Poi, d’improvviso, lei lo spolverò con della farina e lo ripose, insieme a tutte le altre rosette, nel cesto di vimini con le forme di pane appena sfornate.

Fu allora che poté vedere davvero tutto meglio.

«Quella lì, signorina» – disse un’anziana signora dagli occhietti vispi, mettendo già mano al portamonete – «mi dia quella sopra a tutto, quella un poco meno cotta con quel velo di farina»”.


Antonio Di Lorenzo: (Salerno, 1994, ma vive da sempre a Caserta) è poeta, formatore e performer.

Collabora da quasi un decennio con l’associazione Visionair come formatore per progetti scolastici, ed è inoltre docente di materie letterarie nelle scuole superiori di secondo grado.

Nel 2017 il suo racconto Hallelujah viene incluso da Milena Edizioni nell’antologia L’alchimia dei sensi, e l’anno seguente esce la sua prima raccolta, dal titolo Tutte le anime perse, edita da La Strada per Babilonia.
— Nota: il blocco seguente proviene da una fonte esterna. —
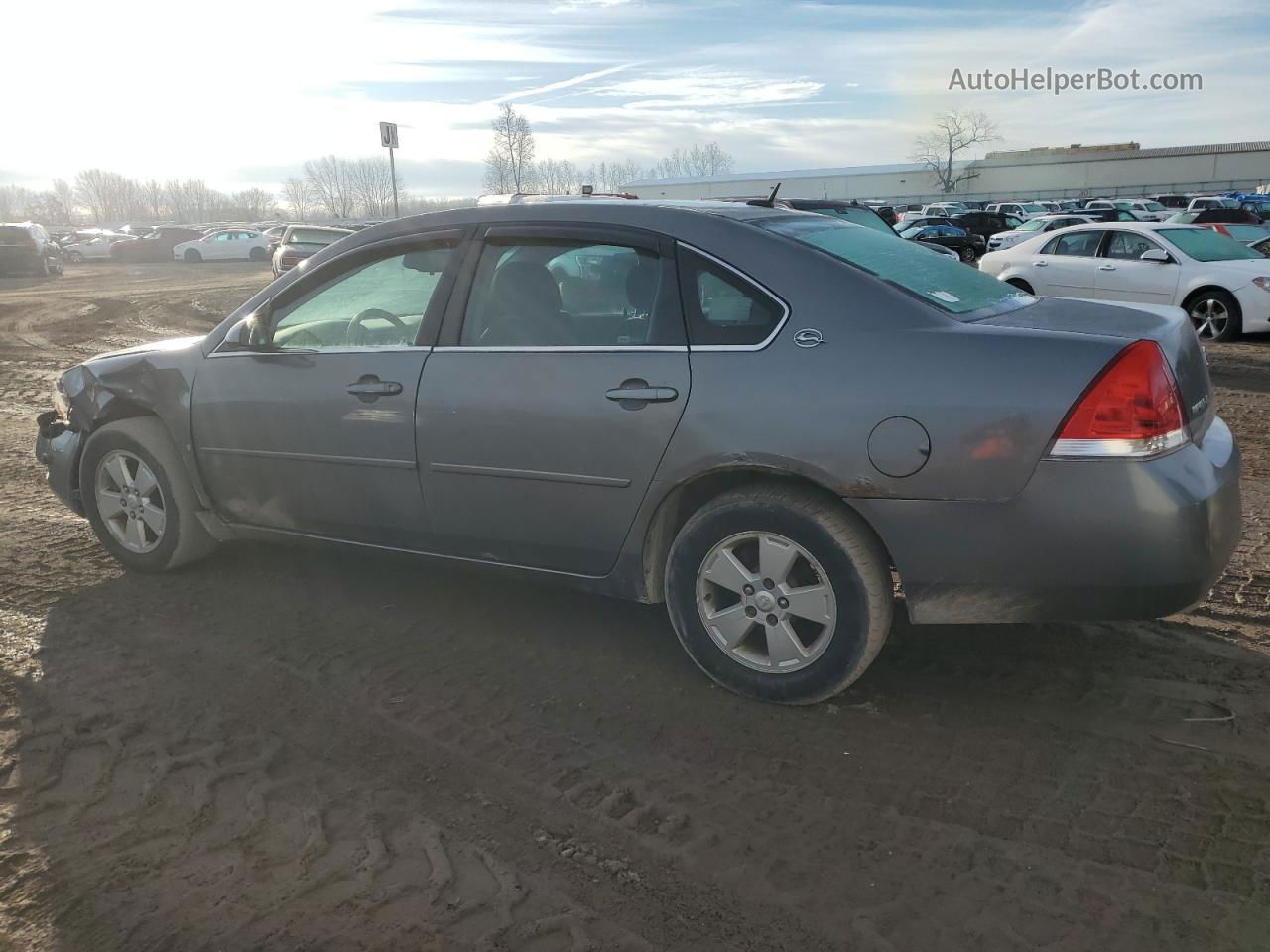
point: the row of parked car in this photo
(31, 248)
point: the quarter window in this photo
(375, 304)
(559, 293)
(722, 307)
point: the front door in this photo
(314, 431)
(561, 381)
(1123, 276)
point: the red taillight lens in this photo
(1132, 409)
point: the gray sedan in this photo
(766, 419)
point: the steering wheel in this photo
(356, 331)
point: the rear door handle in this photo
(644, 395)
(370, 388)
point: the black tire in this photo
(853, 562)
(1233, 326)
(185, 539)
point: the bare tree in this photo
(953, 132)
(509, 164)
(298, 195)
(329, 180)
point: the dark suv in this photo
(28, 248)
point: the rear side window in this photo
(725, 308)
(939, 280)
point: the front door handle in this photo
(371, 388)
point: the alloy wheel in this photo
(1209, 317)
(130, 502)
(766, 602)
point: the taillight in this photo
(1132, 409)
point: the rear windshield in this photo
(1207, 245)
(942, 281)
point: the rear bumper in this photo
(58, 447)
(1084, 539)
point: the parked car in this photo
(302, 241)
(1198, 204)
(227, 244)
(26, 246)
(1020, 209)
(430, 385)
(155, 246)
(1142, 209)
(1222, 285)
(1214, 216)
(1047, 222)
(985, 223)
(93, 245)
(968, 246)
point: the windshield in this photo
(1206, 245)
(940, 281)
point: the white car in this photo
(226, 244)
(1033, 226)
(90, 246)
(1222, 285)
(1141, 208)
(1020, 209)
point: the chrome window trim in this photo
(762, 289)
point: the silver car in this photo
(767, 419)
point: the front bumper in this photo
(1087, 538)
(58, 447)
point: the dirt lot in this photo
(286, 749)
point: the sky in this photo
(240, 91)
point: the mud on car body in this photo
(758, 416)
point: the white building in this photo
(1071, 172)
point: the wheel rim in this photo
(766, 602)
(130, 502)
(1210, 317)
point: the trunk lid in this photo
(1169, 326)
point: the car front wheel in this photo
(779, 594)
(139, 498)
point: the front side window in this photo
(1128, 246)
(373, 304)
(1080, 244)
(559, 293)
(940, 281)
(726, 309)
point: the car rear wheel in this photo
(139, 498)
(779, 594)
(1215, 315)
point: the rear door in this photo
(1067, 264)
(1123, 276)
(562, 375)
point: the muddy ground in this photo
(285, 749)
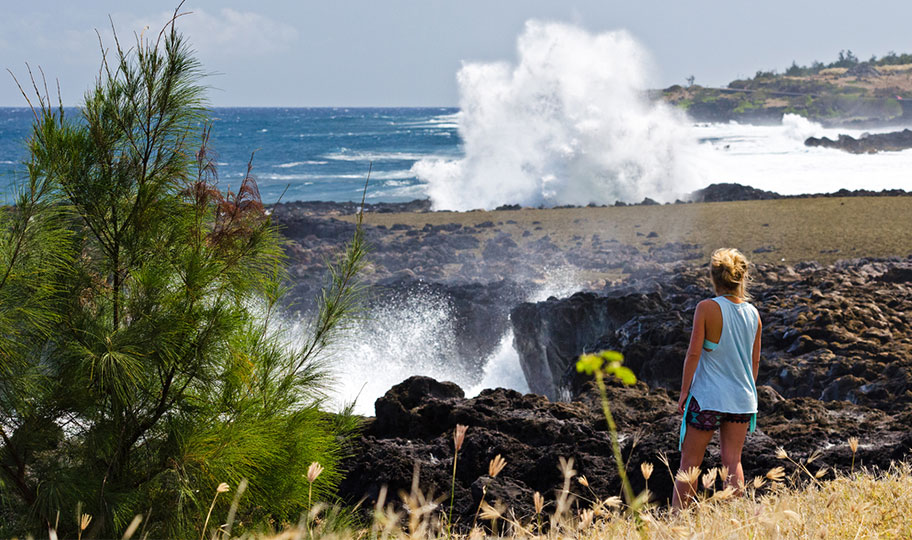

Da allora si dedica alla poesia performativa nel collettivo Voci Confinanti, del quale ha fatto parte fino al 2021, e nel circuito slam poetry, raggiungendo più volte le finali regionali campane.

Nel 2022, insieme ad un gruppo di amici, trasforma il suo storico progetto radiofonico Nottetempo in un’associazione che si occupa di divulgazione culturale ed eventi sul territorio, lanciando a Caserta il progetto #movidadicultura.

Dal 2023 porta in giro lo spettacolo di spoken word Arnaut e cobalto, scritto insieme ad Alfredo Martinelli e Michele Cianciulli.